Bu durum ikili bir pozisyon yarattı.
Çünkü MHP
merkeze ve iktidara yaklaşırken
AK Parti de giderek artan bir dozda
milliyetçi bir söylem kullanmaya başladı. Bunu hem iktidar olanakları hem de muhafazakârlık vurgusuyla gerçekleştirdi. Bir anlamda merkeze kaymış tabanını kaybetmiş,
iktidara yaklaşmış ideolojisini ve söylemini kaptırmış bir partiye dönüştü MHP. Zaten 1990'lardan beri Kürt konusunda diğer kutbu meydana getirmekten başka bir politik önermesi olmayan bir partiydi, o refleksini de AK Parti'nin ön alan politikaları nedeniyle yitirdi.
***
Şimdi
parti içi muhalefet bu oluşuma karşı çıkıyor. MHP'yi yeniden
sokağa, daha lümpen ve dinamik bir kitleye, daha sert ve radikal bir tabana açmaya çalışıyor. Muhtemelen bundan sonra sesi daha fazla duyulacak parti içi muhalefet,
Tayyip Erdoğan'ın şimdi
idam cezalarını tartışmaya açacak kadar genişlettiği
milliyetçi söylemi bu sertlik, radikallik yaklaşımıyla geri almaya çalışacak. Ne var ki bu tutmayacak bir yöntemdir. MHP tabanında bilhassa
Kürt konusundan hareketle öfkelenmeye çok hazır, çok yatkın bir kesim vardır şüphesiz. Bununla birlikte Türkiye'de bu tepkiye yakın duran kesim büyük ölçüde
Orta Anadolu kökenlidir ve oranın kentlileşmemiş nüfusuyla iç içedir.
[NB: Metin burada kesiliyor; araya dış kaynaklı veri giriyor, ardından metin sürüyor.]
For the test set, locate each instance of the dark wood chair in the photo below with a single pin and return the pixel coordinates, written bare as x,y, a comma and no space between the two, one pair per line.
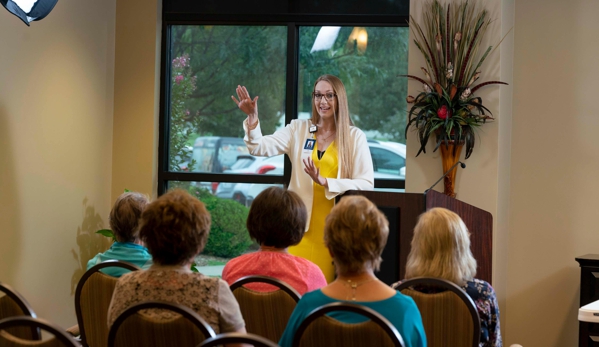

O kitle öfkesini şimdi göçle geldiği
Batı'da göstermek isteyecektir. Göçü güce dönüştürmeye çalışacaktır. Fakat bu hesap muhtemelen tutmaz. Çünkü hem Türkiye
1990'ların ülkesi değildir hem de o potansiyel lümpen nüfus yerel politikalar eliyle sönümlenmektedir. AK Parti o kitleyi artık bünyesine almıştır.
***
Kısacası katı bir milliyetçi söylemi dışında hiçbir politikası olmayan
Bahçeli'den daha farklı değildir MHP parti içi muhalefeti. Sertleşmek girişimi ona kazandırmaz ama Türkiye'ye kaybettirir.